Buy in the UK | Buy in Canada

THE BEAST is likely to be one of my books of 2005 -- but it's a grim, explicit and chilling book that won't be to everyone's taste, and will linger with you long after you've read it.

This isn't run of the mill mystery fiction. This is top-class crime fiction, pure and simple. Everything that happens stems from the murder of two little girls in a basement in a Swedish town, the arrest of the pervert who did it and his subsequent escape from prison.

Four years after the murders the killer makes a break for freedom. He soon kills again, which spurs Fredrik Steffansson, the little girl's father, to take revenge. The anger felt spreads across the country, leaving the police struggling to contain the situation.

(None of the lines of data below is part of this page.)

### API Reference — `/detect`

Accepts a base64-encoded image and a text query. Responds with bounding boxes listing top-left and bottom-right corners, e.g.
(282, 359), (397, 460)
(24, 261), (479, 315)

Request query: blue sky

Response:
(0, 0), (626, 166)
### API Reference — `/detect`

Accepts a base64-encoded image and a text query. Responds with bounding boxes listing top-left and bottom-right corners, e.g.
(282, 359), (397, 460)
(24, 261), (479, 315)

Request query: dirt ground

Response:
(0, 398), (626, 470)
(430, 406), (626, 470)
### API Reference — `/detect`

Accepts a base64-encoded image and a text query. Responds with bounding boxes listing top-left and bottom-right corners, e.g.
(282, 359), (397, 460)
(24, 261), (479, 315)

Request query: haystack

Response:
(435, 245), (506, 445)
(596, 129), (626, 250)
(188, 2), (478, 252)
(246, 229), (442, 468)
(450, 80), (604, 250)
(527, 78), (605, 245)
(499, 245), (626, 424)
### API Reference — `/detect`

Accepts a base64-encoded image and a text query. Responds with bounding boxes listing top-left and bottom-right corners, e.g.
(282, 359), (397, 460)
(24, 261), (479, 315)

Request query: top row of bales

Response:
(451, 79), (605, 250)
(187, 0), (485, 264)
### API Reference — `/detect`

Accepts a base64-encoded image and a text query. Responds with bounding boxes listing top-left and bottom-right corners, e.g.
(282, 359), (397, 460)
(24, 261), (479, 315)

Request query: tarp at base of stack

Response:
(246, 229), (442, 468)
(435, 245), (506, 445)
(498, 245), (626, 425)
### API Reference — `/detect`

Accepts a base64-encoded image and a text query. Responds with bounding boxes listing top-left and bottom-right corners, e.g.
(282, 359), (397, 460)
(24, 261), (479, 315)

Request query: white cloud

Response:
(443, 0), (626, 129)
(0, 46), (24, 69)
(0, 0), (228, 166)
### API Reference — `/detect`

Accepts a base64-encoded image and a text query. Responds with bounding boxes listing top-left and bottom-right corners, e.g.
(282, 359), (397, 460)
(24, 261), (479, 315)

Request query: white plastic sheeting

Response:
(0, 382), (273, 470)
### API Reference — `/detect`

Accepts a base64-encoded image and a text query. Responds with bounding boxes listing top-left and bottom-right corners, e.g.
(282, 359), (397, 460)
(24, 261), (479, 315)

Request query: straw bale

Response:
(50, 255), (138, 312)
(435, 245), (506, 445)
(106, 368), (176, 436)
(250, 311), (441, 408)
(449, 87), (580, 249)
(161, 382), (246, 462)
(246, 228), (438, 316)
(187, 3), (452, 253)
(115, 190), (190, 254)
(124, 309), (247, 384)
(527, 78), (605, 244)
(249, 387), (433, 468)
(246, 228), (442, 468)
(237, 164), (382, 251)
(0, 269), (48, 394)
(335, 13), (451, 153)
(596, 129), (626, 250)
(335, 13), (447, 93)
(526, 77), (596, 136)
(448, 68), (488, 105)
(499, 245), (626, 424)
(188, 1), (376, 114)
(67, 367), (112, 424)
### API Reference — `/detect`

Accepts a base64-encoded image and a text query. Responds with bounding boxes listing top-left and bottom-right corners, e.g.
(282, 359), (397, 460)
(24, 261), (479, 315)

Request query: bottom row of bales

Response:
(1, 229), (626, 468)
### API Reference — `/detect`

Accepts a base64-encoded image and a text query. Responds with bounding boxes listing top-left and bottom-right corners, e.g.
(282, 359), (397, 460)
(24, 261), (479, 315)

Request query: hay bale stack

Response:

The plot looks a bit thin reduced to that summary, but it isn't. In reality the book is a cool, dispassionate look at the effects of vigilante behaviour and how evil can spiral out of control. There are a lot of characters moving in and out of the story, which kept me on my toes to start with. But as the book picks up speed, it's a tight and disturbing story which had me transfixed.

All the characters have their flaws and dark secrets, from the bisexual prison officer Lennart Oscarsson to Stig 'Dickybird' Lindgren, the old lag who is so institutionalised that he can never survive on the outside.

The police, too, are equally weird. Ewert Grens is the old-timer fast approaching retirement and who colleagues find almost impossible to work with -- not least for his habit of playing the songs of a 1950s Swedish singer at full volume. The leitmotiv of the songs of Siw Malmqvist seem to suggest Grens is harking back to a better and happier time in Sweden.

The prose is razor-sharp as the action cross-cuts between prison, police and the outside world. I don't know how the co-authors split up the book, but you can't see the join. Hellstrom, incidentally, is an ex-criminal, so we can assume the prison scenes are authentic -- they certainly come across with the knowledge of someone who's seen the system from within.

Forget the comparisons being made with LeCarre and Hitchcock, which aren't terribly accurate. Roslund and Hellstrom are their own men.